I'm sure there's more I could write about Ha'apai but I'm way behind on the blog updating so I'll just suggest that you look at the pictures and read the captions.






Friday, October 14, 2011

Well that wasn't very fun





We just sat out a near gale at anchor. It blew a sustained 30 knots with gusts upward of 35 knots. The really exciting part was that we weren't expecting it. We downloaded weather forecasts yesterday and the forecast for today was for some rain showers and around 15 knots of wind. We were going to sail off with Shalimar and head to another anchorage but we woke to some decent rain and overcast skies and decided to wait until it cleared up before we left. We were watching a movie when it really started raining and blowing. It was blowing out of the east and where we're anchored off of Lifuka island is fairly protected from that direction. The proximity of land to windward kept the waves from getting too big but it was unnerving to look outside of the boat and see driving sheets of rain and wind streaks on the water. We had to move some stuff around on deck to make sure it didn't blow away and had to reconfigure our dinghy situation a bit to make sure we didn't lose any gear but we didn't have to do anything too drastic. We were anchored on a sandy bottom in about 18 feet of water and I had let out around 125 feet of chain so I wasn't too worried about dragging.

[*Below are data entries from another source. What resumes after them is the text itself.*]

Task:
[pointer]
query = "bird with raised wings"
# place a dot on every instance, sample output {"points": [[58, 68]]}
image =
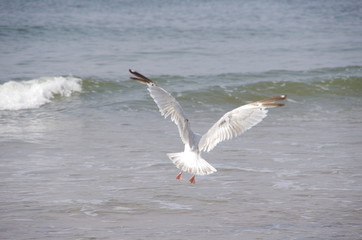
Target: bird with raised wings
{"points": [[230, 125]]}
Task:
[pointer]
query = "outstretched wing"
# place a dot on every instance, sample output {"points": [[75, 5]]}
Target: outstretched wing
{"points": [[237, 121], [168, 106]]}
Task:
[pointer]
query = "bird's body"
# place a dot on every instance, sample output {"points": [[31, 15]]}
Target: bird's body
{"points": [[230, 125]]}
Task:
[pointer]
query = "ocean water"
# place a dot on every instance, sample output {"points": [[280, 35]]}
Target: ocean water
{"points": [[83, 148]]}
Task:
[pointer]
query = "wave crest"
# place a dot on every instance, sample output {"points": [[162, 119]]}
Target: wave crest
{"points": [[37, 92]]}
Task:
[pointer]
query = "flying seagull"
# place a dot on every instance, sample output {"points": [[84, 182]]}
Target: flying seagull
{"points": [[230, 125]]}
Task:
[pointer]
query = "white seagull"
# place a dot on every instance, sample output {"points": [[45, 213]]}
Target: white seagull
{"points": [[230, 125]]}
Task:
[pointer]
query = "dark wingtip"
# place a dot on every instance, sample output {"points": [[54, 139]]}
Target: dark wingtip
{"points": [[139, 77]]}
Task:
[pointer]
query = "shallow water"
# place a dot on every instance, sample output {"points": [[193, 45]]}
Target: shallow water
{"points": [[87, 160]]}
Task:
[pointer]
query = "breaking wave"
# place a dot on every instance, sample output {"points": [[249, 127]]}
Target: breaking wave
{"points": [[16, 95]]}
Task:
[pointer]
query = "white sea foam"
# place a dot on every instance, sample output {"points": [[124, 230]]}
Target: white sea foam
{"points": [[37, 92]]}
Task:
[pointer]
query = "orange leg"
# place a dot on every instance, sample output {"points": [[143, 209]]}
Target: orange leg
{"points": [[179, 176], [192, 180]]}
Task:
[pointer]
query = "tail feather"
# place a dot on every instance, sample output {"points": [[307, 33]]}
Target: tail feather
{"points": [[192, 163]]}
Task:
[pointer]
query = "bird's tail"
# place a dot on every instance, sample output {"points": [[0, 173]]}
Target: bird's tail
{"points": [[192, 163]]}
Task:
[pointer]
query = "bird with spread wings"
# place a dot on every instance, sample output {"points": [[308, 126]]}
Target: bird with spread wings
{"points": [[232, 124]]}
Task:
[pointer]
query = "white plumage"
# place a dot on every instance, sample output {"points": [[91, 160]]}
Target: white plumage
{"points": [[230, 125]]}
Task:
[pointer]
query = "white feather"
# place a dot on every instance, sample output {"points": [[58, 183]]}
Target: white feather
{"points": [[230, 125]]}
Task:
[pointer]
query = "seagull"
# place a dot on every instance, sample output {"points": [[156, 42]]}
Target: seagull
{"points": [[232, 124]]}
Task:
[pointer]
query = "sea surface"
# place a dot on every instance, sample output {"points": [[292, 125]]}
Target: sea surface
{"points": [[83, 148]]}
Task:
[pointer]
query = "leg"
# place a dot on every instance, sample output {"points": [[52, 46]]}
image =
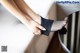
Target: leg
{"points": [[11, 6]]}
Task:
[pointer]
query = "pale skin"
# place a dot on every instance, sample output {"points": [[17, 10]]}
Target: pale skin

After a movie and a half, things got a bit worse. The wind shifted around to the northeast and that meant that the wind had more of a chance to blow over the water and build up some choppy waves. This makes the boat bounce around and makes it harder for the anchor to do its job. Architeuthis ended up doing fine but Shalimar had some problems. Their anchor snubber (stretchy thing that you use to keep the anchor chain from jerking on the boat too much) broke. When it broke, their anchor chain had an altercation with the rigging on the underside of their bowsprit. The anchor chain won the altercation and the rigging lost. Their dolphin striker (yes, it's really called a dolphin striker - google it, I'm too lazy to explain exactly what it is) got bent and, in the ensuing battle to get their snubber situation sorted out, Ryan's finger got hurt. Certainly a bummer but the dolphin striker shouldn't be too hard to repair (and it has to be repaired before Shalimar can sail again) and it doesn't sound like Ryan's figure dislocation deal will be too debilitating.


Meanwhile, aboard Architeuthis, we hustled to set up a back up anchor snubber to avoid similar problems. By the time I finished setting it up, the wind was starting to die down. Oh well, I guess not everyday can be perfect and given the fact that we're surrounded by reef here I suppose things could have been a lot worse.